7. Run A Program
Once you can do all the tests shown above, you should be able to run
a program. From here on in, the instructions are lam specific.
Go back to the head node, log in as wolf, and enter the following
commands:
cat > /nnt/wolf/lamhosts
wolf01
wolf02
wolf03
wolf04
<control d> |
Go to the lam examples directory, and compile "hello.c":
mpicc -o hello hello.c
cp hello /mnt/wolf |
Then, as shown in the lam documentation, start up lam:
[wolf@wolf00 wolf]$ lamboot -v lamhosts
LAM 7.0/MPI 2 C++/ROMIO - Indiana University
n0<2572> ssi:boot:base:linear: booting n0 (wolf00)
n0<2572> ssi:boot:base:linear: booting n1 (wolf01)
n0<2572> ssi:boot:base:linear: booting n2 (wolf02)
n0<2572> ssi:boot:base:linear: booting n3 (wolf04)
n0<2572> ssi:boot:base:linear: finished |
So we are now finally ready to run an app. [Remember, I am using
lam; your message passing interface may have different syntax].

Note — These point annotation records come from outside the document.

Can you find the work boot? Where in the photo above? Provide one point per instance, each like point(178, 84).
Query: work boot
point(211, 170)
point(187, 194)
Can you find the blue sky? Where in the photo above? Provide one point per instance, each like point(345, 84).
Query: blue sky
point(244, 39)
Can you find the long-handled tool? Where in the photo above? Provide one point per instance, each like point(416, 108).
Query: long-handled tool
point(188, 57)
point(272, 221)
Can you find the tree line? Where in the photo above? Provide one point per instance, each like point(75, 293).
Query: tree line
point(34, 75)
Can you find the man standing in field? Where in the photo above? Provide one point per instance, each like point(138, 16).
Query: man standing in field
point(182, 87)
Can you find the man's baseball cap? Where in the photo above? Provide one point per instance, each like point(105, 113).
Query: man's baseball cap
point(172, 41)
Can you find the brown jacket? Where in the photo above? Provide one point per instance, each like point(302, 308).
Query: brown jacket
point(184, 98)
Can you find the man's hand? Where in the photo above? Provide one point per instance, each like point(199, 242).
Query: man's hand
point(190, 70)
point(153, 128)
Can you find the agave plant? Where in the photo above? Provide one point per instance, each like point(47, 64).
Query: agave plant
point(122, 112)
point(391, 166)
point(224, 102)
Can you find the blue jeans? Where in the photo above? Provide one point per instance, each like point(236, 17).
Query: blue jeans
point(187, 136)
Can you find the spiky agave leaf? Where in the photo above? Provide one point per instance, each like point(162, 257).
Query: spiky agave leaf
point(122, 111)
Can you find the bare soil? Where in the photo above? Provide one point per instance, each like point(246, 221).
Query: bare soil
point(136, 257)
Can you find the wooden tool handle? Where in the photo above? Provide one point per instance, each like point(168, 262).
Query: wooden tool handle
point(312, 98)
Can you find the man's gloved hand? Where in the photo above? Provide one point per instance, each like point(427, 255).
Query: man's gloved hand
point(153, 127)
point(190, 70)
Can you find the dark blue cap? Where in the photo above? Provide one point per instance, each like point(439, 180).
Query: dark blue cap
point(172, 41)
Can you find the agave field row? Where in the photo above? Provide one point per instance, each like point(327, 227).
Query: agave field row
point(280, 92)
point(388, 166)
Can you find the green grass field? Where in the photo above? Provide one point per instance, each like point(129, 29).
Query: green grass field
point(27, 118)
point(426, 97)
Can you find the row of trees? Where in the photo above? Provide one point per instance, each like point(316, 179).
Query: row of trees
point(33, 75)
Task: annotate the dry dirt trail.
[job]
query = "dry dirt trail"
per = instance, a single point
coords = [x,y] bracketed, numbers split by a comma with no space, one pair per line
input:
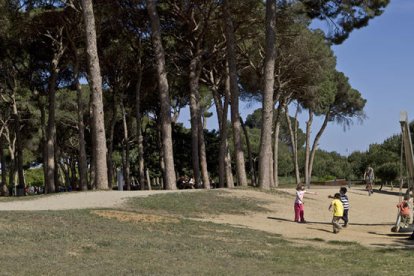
[371,217]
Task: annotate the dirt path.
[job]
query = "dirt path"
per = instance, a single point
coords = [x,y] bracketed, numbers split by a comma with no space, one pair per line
[77,200]
[371,217]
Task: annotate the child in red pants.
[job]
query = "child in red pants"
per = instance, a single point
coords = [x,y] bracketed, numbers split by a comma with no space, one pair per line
[299,210]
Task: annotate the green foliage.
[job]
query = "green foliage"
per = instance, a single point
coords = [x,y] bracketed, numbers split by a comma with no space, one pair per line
[388,172]
[34,177]
[331,165]
[343,17]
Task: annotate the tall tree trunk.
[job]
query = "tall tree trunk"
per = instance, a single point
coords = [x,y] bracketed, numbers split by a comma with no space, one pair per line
[307,147]
[111,139]
[249,153]
[316,142]
[294,147]
[227,160]
[101,177]
[276,147]
[223,137]
[19,148]
[44,143]
[51,130]
[170,178]
[82,157]
[265,154]
[125,146]
[195,115]
[140,138]
[203,155]
[4,190]
[234,89]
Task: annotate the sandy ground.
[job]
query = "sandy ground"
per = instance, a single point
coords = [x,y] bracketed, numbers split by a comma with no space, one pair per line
[371,217]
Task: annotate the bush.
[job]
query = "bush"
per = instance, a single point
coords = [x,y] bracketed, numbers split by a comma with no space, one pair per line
[34,177]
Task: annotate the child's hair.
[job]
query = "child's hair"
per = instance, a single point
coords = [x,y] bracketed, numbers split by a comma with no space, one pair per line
[300,187]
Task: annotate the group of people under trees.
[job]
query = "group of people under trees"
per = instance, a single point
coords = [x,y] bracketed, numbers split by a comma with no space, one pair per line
[340,206]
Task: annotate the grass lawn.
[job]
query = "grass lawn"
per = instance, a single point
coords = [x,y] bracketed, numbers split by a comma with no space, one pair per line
[156,236]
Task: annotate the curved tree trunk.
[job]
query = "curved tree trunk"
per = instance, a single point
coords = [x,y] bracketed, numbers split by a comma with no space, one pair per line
[265,155]
[234,90]
[101,171]
[170,178]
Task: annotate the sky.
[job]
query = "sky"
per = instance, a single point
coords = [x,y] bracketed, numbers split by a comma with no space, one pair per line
[379,62]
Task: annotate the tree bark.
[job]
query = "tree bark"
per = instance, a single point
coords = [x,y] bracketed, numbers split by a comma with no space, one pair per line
[307,147]
[140,138]
[316,143]
[127,174]
[294,147]
[4,191]
[101,174]
[170,178]
[19,147]
[83,164]
[234,89]
[111,139]
[51,130]
[194,118]
[276,147]
[249,153]
[265,155]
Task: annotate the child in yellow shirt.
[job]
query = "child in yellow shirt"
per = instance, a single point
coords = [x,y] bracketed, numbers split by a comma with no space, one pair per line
[338,211]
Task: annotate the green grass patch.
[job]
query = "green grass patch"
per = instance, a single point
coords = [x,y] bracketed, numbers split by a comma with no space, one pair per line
[194,204]
[86,242]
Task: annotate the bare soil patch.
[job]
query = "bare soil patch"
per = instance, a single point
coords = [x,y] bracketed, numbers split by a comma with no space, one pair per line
[133,217]
[370,217]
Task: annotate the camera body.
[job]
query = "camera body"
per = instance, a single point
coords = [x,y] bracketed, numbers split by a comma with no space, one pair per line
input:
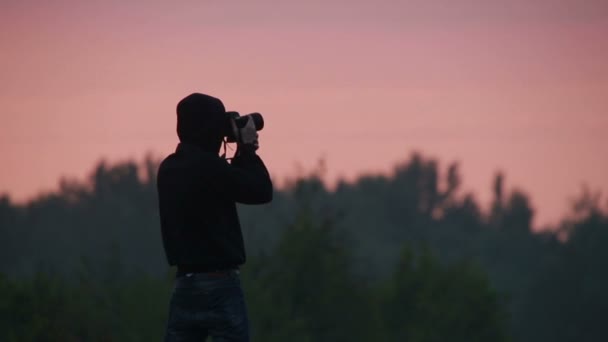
[240,122]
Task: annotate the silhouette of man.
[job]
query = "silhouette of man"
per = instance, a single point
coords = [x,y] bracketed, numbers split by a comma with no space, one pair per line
[197,192]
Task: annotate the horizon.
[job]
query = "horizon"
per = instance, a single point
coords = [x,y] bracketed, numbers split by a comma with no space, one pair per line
[518,88]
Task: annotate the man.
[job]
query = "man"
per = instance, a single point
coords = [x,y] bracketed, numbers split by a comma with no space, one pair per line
[197,191]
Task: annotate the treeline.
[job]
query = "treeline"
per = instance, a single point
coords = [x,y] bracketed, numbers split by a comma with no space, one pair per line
[400,257]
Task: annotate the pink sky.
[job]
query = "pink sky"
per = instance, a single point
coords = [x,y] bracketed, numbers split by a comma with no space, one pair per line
[518,86]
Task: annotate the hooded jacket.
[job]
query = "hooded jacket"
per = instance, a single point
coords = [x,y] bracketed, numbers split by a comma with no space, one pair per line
[197,194]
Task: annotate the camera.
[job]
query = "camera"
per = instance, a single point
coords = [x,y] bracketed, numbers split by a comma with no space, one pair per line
[240,122]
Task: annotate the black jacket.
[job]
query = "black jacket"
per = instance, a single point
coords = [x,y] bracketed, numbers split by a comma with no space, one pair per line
[197,191]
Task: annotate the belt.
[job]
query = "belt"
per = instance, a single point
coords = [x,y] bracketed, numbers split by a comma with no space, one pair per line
[190,270]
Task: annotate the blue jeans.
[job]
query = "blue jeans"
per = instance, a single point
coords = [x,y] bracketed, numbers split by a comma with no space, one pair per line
[207,305]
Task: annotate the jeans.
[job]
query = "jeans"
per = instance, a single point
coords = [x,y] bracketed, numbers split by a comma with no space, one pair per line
[205,305]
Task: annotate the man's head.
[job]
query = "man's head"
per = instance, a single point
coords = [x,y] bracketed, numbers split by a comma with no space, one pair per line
[201,120]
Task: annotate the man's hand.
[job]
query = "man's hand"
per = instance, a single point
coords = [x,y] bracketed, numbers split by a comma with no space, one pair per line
[249,135]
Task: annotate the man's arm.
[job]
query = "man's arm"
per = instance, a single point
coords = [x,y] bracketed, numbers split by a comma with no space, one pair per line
[246,180]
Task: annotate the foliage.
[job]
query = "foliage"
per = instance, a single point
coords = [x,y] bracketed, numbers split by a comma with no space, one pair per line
[331,263]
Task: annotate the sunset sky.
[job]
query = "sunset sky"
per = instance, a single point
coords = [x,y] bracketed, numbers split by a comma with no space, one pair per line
[519,86]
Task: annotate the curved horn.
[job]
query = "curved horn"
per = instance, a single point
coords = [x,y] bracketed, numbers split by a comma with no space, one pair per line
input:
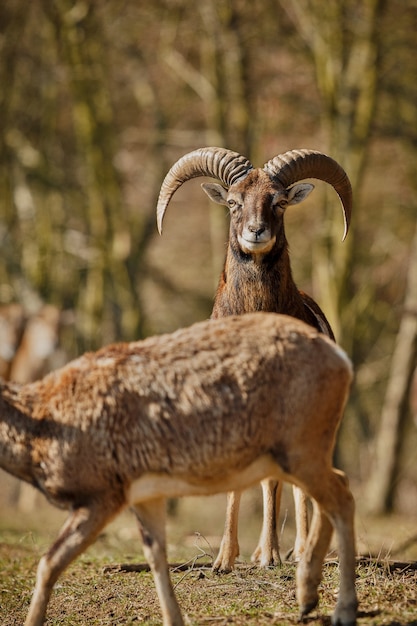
[225,165]
[292,166]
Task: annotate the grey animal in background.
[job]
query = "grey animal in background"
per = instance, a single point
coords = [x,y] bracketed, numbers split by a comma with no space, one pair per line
[257,277]
[214,407]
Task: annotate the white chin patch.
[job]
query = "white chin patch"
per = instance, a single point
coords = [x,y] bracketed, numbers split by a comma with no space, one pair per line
[256,247]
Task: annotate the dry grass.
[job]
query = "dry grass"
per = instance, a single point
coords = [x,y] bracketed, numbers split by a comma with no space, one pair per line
[90,592]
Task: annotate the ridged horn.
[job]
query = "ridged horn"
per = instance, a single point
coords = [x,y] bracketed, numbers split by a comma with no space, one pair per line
[295,165]
[225,165]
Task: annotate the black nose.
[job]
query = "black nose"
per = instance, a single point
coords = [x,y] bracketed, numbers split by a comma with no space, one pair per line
[256,230]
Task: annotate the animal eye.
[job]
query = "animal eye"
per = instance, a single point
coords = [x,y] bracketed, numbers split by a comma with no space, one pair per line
[279,207]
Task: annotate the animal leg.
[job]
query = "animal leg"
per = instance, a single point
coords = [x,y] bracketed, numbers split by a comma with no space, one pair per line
[301,522]
[309,569]
[343,521]
[78,532]
[336,510]
[266,553]
[229,546]
[151,517]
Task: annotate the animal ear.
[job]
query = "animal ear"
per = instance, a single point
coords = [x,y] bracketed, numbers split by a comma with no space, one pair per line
[215,192]
[298,193]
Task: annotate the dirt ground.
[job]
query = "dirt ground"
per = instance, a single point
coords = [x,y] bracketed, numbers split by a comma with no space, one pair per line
[94,591]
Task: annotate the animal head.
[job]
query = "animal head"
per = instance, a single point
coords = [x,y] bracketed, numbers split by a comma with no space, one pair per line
[257,197]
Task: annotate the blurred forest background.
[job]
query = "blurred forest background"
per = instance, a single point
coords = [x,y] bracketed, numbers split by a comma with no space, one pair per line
[99,98]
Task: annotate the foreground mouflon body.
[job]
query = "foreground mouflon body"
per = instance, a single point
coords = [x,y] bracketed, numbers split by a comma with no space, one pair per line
[211,408]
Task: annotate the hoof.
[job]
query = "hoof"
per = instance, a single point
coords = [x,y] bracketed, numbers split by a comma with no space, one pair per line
[305,609]
[221,569]
[265,560]
[345,615]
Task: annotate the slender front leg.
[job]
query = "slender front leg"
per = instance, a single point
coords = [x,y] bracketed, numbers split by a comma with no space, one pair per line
[229,546]
[301,522]
[309,569]
[78,532]
[267,550]
[336,511]
[343,521]
[151,517]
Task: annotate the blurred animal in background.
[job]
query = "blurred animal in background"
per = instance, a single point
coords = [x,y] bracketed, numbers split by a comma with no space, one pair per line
[210,408]
[257,276]
[29,348]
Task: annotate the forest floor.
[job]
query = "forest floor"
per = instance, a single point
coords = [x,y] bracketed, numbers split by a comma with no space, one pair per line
[94,591]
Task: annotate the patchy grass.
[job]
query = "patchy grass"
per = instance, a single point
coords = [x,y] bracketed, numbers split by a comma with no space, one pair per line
[92,592]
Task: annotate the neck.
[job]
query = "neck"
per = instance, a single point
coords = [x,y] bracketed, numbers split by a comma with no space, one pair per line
[261,283]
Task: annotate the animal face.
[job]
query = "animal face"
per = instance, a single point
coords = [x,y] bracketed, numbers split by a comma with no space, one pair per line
[257,205]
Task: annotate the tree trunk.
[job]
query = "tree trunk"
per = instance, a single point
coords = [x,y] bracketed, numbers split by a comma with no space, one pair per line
[381,486]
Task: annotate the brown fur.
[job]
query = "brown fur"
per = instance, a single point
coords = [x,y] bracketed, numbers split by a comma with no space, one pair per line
[214,407]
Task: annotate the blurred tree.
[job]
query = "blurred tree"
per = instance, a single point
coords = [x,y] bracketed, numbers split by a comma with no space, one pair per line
[344,43]
[108,286]
[389,441]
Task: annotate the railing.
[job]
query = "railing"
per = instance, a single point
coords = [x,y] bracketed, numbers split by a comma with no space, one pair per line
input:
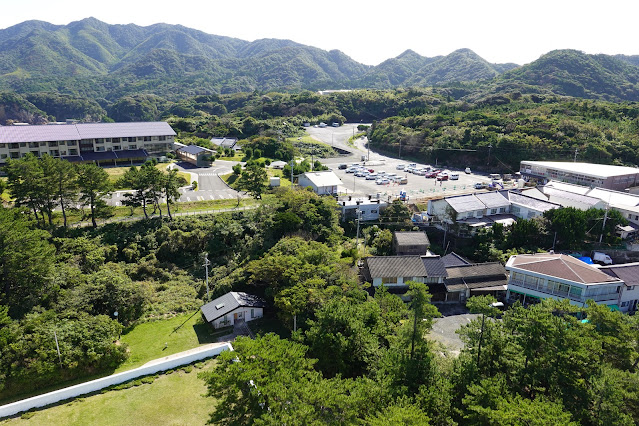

[wolf@wolf00 wolf]$ mpirun n0-3 /mnt/wolf/hello
Hello, world! I am 0 of 4
Hello, world! I am 3 of 4
Hello, world! I am 2 of 4
Hello, world! I am 1 of 4
[wolf@wolf00 wolf]$ |
Recall I mentioned the use of NFS above. I am telling the nodes to
all use the nfs shared directory, which will bottleneck when using a
larger number of boxes. You could easily copy the executable to each box,
and in the mpirun command, specify node local directories: mpirun n0-3
/home/wolf/hello. The prerequisite for this is to have all the files
available locally. In fact I have done this, and it worked better than
using the nfs shared executable. Of course this theory breaks down if my
cluster application needs to modify a file shared across the
cluster.